Cambiando i dettagli devo aver generato decine di situazioni, tutte ugualmente frustranti, perché quello che contava era riuscire a ritagliarmi un angolo in cui poter rimanere con il mio desiderio in mano, ad aspettare di vederlo rovinato dal tempo, dagli eventi, anche solo dal silenzio o da un'assenza annunciata.

mercoledì 1 febbraio 2012

what do you get when you cross an insomniac, an unwilling agnostic and a dyslexic.

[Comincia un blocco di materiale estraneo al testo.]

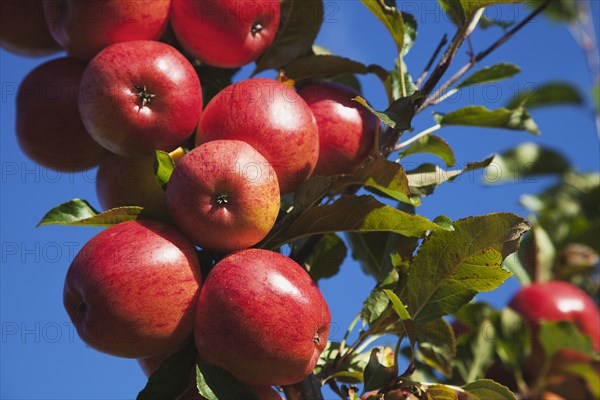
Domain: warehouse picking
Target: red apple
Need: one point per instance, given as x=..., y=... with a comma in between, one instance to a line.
x=130, y=181
x=132, y=290
x=225, y=33
x=24, y=30
x=48, y=126
x=224, y=195
x=140, y=96
x=346, y=128
x=273, y=119
x=84, y=28
x=261, y=317
x=558, y=301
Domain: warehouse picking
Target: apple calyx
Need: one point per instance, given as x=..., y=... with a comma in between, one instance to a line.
x=143, y=94
x=222, y=199
x=256, y=28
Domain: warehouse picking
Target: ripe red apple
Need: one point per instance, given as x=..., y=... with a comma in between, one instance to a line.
x=261, y=317
x=140, y=96
x=224, y=195
x=84, y=28
x=24, y=30
x=558, y=301
x=225, y=33
x=132, y=290
x=130, y=181
x=48, y=126
x=273, y=119
x=346, y=128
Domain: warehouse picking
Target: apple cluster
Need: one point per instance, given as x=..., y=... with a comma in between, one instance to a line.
x=136, y=289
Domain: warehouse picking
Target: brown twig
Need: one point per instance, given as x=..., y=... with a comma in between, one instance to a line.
x=442, y=43
x=480, y=56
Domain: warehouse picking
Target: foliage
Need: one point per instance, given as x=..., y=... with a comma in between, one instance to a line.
x=426, y=270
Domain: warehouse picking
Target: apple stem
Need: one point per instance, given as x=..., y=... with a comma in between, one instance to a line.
x=256, y=28
x=223, y=199
x=143, y=94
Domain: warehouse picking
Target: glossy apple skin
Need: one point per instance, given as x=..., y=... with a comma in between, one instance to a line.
x=346, y=128
x=83, y=28
x=272, y=322
x=24, y=30
x=229, y=168
x=49, y=129
x=558, y=301
x=132, y=290
x=273, y=119
x=113, y=111
x=225, y=33
x=130, y=181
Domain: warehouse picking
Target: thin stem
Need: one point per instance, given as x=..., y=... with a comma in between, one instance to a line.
x=401, y=75
x=350, y=329
x=442, y=43
x=480, y=56
x=446, y=60
x=417, y=137
x=585, y=36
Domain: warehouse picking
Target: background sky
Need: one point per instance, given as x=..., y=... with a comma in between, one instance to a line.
x=41, y=356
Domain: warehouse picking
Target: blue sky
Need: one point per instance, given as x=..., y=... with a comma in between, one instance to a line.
x=41, y=356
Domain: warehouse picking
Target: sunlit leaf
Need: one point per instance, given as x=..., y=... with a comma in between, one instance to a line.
x=298, y=28
x=517, y=119
x=78, y=212
x=549, y=94
x=494, y=73
x=452, y=266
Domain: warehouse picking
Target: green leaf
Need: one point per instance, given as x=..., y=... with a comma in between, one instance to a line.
x=311, y=192
x=351, y=370
x=78, y=212
x=517, y=119
x=437, y=345
x=392, y=82
x=556, y=336
x=441, y=392
x=314, y=66
x=471, y=6
x=549, y=94
x=489, y=390
x=596, y=97
x=215, y=383
x=445, y=222
x=559, y=10
x=494, y=73
x=399, y=114
x=537, y=254
x=405, y=318
x=326, y=260
x=526, y=160
x=392, y=19
x=452, y=266
x=368, y=215
x=298, y=28
x=377, y=375
x=172, y=377
x=385, y=177
x=431, y=144
x=424, y=179
x=163, y=168
x=376, y=304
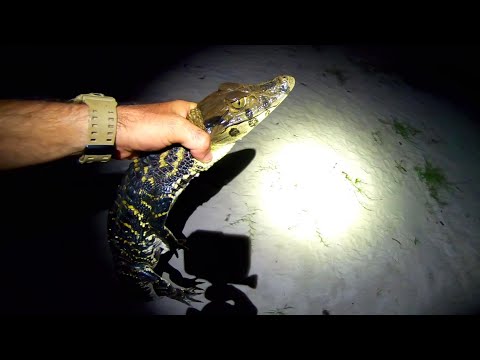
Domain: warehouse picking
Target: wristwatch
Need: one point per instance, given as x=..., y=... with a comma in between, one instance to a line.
x=102, y=127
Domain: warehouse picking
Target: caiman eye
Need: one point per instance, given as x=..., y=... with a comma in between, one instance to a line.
x=239, y=103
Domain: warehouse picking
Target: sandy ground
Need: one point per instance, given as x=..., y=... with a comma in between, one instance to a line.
x=338, y=219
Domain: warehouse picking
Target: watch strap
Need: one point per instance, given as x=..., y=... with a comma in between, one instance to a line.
x=102, y=127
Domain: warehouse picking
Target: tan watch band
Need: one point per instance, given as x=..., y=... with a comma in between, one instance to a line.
x=102, y=127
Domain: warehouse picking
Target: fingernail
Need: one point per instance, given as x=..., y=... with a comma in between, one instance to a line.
x=208, y=157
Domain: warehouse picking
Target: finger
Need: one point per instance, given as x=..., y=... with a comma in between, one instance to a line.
x=181, y=131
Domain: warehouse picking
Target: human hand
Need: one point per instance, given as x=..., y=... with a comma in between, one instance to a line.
x=152, y=127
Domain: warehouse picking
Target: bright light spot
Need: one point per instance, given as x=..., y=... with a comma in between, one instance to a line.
x=305, y=192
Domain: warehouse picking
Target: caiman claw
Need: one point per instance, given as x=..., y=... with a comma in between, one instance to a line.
x=186, y=296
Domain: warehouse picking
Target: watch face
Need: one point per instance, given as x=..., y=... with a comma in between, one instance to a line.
x=99, y=150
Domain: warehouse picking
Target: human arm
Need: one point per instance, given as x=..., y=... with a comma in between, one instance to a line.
x=34, y=132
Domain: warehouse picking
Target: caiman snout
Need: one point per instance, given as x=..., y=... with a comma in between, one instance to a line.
x=287, y=83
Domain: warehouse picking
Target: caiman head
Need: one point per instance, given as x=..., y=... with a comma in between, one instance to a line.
x=234, y=110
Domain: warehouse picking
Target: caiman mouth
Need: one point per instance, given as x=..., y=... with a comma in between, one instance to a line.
x=240, y=107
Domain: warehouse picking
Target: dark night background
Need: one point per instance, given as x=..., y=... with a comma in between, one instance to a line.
x=51, y=258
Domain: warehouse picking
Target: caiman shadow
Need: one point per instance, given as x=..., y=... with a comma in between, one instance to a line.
x=206, y=186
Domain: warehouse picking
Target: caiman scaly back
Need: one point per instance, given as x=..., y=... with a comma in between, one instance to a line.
x=137, y=233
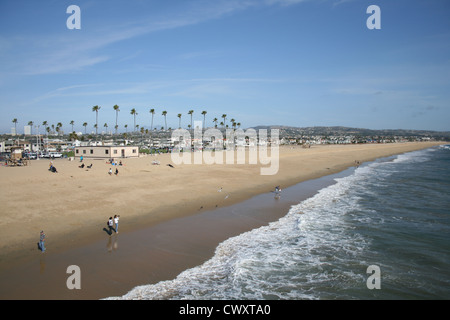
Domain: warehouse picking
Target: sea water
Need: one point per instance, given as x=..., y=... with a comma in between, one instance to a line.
x=393, y=213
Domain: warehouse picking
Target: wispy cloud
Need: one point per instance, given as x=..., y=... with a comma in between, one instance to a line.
x=60, y=53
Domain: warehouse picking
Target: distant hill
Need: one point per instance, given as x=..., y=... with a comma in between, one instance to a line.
x=342, y=131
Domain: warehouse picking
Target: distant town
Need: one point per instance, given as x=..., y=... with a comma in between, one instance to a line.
x=60, y=144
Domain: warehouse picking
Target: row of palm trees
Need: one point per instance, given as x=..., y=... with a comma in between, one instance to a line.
x=164, y=113
x=116, y=108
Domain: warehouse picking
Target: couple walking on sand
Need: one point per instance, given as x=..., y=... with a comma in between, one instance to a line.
x=112, y=222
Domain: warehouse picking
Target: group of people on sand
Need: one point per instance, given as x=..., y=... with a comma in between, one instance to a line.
x=113, y=224
x=52, y=168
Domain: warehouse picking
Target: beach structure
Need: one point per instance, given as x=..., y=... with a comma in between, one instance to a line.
x=100, y=152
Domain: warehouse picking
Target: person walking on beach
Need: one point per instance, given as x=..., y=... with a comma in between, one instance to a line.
x=42, y=241
x=110, y=225
x=116, y=222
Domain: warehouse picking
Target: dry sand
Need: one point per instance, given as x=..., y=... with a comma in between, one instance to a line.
x=73, y=205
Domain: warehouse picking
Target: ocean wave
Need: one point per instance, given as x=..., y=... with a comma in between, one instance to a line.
x=319, y=248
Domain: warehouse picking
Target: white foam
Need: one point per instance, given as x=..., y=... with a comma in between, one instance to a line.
x=310, y=247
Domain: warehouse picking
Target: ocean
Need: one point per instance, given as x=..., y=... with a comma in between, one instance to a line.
x=380, y=232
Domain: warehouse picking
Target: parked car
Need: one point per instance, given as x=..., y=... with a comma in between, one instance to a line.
x=30, y=155
x=55, y=155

Il tempo non mi ha guarito e ora sono semplicemente una persona matura e nevrotica.
Nel corso degli anni ho tentato di dare la colpa del fatto di essermi scoperta ormai rovinata e inadatta a vivere a chiunque si fosse avvicinato a me quel tanto che bastava per avermi toccato o lasciato qualcosa di suo, ma ho mentito tutte le volte in cui ho detto che credo alle storie che mi racconto. Sembra quasi offensivo pensare che tutta la lucidità di cui sono capace - nel guardarmi, descrivermi, suddividermi in capitoli, rielaborarmi e darmi una nuova forma con le parole - possa essersi arresa di fronte ad un gioco di ruolo discreto ed essenziale, quasi primitivo, in cui io mi metto in castigo e poi non mi ribello. Sono nata incapace di vivere al di fuori di una stanza perché la mia capacità di immaginare si è arresa di fronte al compito di gestire l'angoscia per tutta la rete di possibilità non prevedibili, per i dialoghi, per le parole da dover decidere mentre il mondo accade e per la diversità, che è solo un altro nome per la moltitudine che così fa solo più paura. Sono stata io a chiedermi di restare in quella stanza, dopo aver misurato i contorni del dolore nato dall'inadeguatezza verso la compagnia, dalla profonda tensione interiore che trova uno sfogo solo nella solitudine, scelta e fortemente voluta, e dalla condanna a percepire la miseria in maniera puntuale e matematica in ogni circostanza. Sono stata io a rovinarmi creando una struttura di alibi in cui ciascuno ha potuto poi incastrare le proprie rimostranze quasi senza sforzo, sono stata io a far crescere l'orgoglio per un'autonomia assolutamente solitaria e silenziosa, dichiaratamente fallimentare, che mi ha fatto diventare solo più presuntuosa ed aggressiva, perché gelosa di un traguardo fittizio e allo stesso tempo terrorizzata all'idea che qualcuno potesse violarlo. Sono stata io a disegnare porte, chiavi e catene, per poi sedermi con le spalle contro il muro ad aspettare, continuando in silenzio a recriminare, ad agitarmi, arrabbiarmi, a vivere nell'angoscia di essere senza via d'uscita.